Tiré de ProjetJ.ca, site de l’observatoire du journalisme

Notes de lecture de la Chaire de recherche en éthique du journalisme de l’Université d’Ottawa, par Carolane Gratton, étudiante à la maîtrise en communication à l’Université d’Ottawa

Les blogues jouent un rôle de plus en plus populaire de surveillance des médias. C’est cette nouvelle situation qu’ont voulutétudier les professeurs Tim P. Vos et Stephanie Craft, de la Missouri School of Journalism, ainsi que le professeur Seth Ashley de Boise State University aux États-Unis.

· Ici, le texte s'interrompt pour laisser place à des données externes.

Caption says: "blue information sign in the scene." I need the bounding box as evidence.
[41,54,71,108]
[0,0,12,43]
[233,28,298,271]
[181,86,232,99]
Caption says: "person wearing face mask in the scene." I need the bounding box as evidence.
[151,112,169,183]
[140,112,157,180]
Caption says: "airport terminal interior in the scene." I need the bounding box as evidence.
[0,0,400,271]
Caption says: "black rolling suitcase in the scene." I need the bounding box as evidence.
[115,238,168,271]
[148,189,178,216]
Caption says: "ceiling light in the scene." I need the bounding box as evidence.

Les chercheurs ont tout d’abord basé leur étude sur la théorie des champs de Bourdieu.

Dans celle-ci, le champ journalistique est un espace social structuré dans lequel se retrouvent de nombreux agents (journalistes, gestionnaires, recherchistes, propriétaires, etc.). Ceux-ci, en constante interaction, ont pour but de maintenir ou de transformer l’état actuel du champ. De plus, celui-ci est soumis à la pression d’acteurs externes (principalement du champ économique et politique) qui peuvent à leur tour l’affecter.

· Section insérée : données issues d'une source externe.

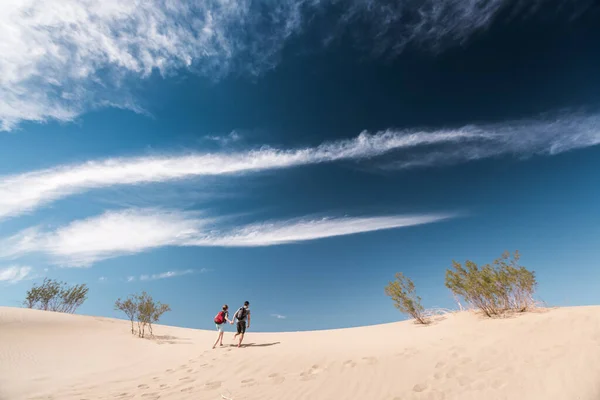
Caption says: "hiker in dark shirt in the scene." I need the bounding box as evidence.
[213,304,233,349]
[233,301,250,347]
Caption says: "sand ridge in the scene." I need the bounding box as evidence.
[0,307,600,400]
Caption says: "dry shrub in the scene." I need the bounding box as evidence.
[385,272,429,324]
[115,292,171,338]
[23,278,89,314]
[446,251,537,317]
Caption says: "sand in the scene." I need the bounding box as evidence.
[0,307,600,400]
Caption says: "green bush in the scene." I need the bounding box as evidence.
[23,278,89,314]
[385,272,429,324]
[446,251,537,317]
[115,292,171,338]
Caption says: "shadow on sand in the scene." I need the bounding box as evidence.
[147,335,193,344]
[231,342,281,347]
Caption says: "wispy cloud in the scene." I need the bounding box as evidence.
[0,209,454,267]
[204,131,242,146]
[0,0,591,130]
[0,114,600,219]
[140,269,194,281]
[0,265,32,283]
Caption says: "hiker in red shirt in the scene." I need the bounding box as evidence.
[213,304,233,349]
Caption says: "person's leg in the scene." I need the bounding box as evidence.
[213,325,223,349]
[233,321,242,340]
[238,321,246,347]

Les auteurs expliquent qu’avec l’avènement d’Internet, de nouveaux agents sont apparus dans les champs journalistique, économique et politique. Les blogueurs, par exemple, font partie du champ journalistique. Parmi ces blogueurs se trouvent ceux traitant de sujets politiques. Les chercheurs ont voulu se concentrer sur cette catégorie de blogueurs qui se trouvent dans une position spéciale. Bien qu’ils soient dans le champ journalistique, ils sont moins soumis aux pressions économiques et sont plus près du champ politique que les agents traditionnels (journalistes, gestionnaires, recherchistes, propriétaires, etc.).

Les chercheurs se penchent sur leurs critiques des médias traditionnels afin de déterminer si elles sont de nature à transformer ou à conserver l’état actuel du champ journalistique.

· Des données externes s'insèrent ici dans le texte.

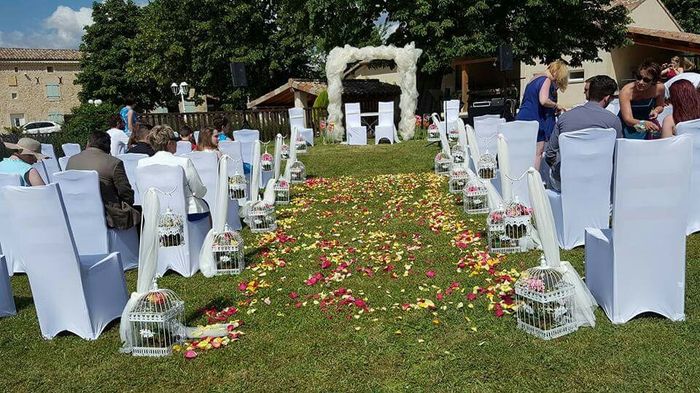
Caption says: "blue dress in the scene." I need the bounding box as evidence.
[515,75,557,142]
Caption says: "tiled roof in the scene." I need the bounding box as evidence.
[0,48,80,61]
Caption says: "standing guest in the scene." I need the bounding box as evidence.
[0,138,46,186]
[661,80,700,138]
[516,60,569,169]
[138,126,209,221]
[619,61,664,139]
[544,75,622,191]
[127,124,156,157]
[107,115,129,157]
[66,131,141,229]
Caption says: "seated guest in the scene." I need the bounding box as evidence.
[0,138,46,186]
[107,115,129,157]
[138,126,209,221]
[545,75,622,191]
[661,80,700,138]
[66,131,141,229]
[127,124,156,157]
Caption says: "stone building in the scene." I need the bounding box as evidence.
[0,48,80,129]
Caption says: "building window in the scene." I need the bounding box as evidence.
[46,85,61,101]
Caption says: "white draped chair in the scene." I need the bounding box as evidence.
[0,184,127,340]
[345,102,367,145]
[586,135,693,324]
[54,170,139,270]
[676,119,700,235]
[136,164,211,277]
[0,254,17,317]
[117,153,148,206]
[61,143,81,157]
[547,128,616,250]
[374,101,398,144]
[288,108,314,146]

Pour ce faire, ils ont sélectionné les 20 blogues politiques indépendants les plus populaires aux États-Unis. Ensuite, ils en ont gardé dix avec une proportion équivalente de blogues d’orientation de droite et de gauche ainsi que quelques blogues neutres. Ils ont finalement analysé 282 textes qui évoquaient le travail journalistique.

Les résultats indiquent que la majorité des critiques retrouvées favorisait la conservation du champ journalistique traditionnel et non sa transformation. Les reproches touchaient principalement des questions telles que le manque d’objectivité et prônaient le professionnalisme journalistique, tout en dénonçant la présence trop marquée du sensationnalisme. Les auteurs ont aussi été surpris de découvrir que les critiques de nature économique étaient parmi les moins fréquentes.

Il est notable de constater que les reproches restent similaires, peu importe l’orientation politique du blogueur. Les chercheurs ont aussi observé que les blogueurs cherchent à se distinguer ou à se démarquer des médias « traditionnels » et de « la grande presse ». Selon eux, les blogueurs pourraient agir ainsi pour deux raisons. La première serait qu’ils se sentent exclus, malgré eux, de ce champ, et la seconde serait qu’au contraire ils souhaitent volontairement s’en dissocier. Dans les deux cas, les blogueurs se considèrent comme une force autonome et indépendante des journalistes.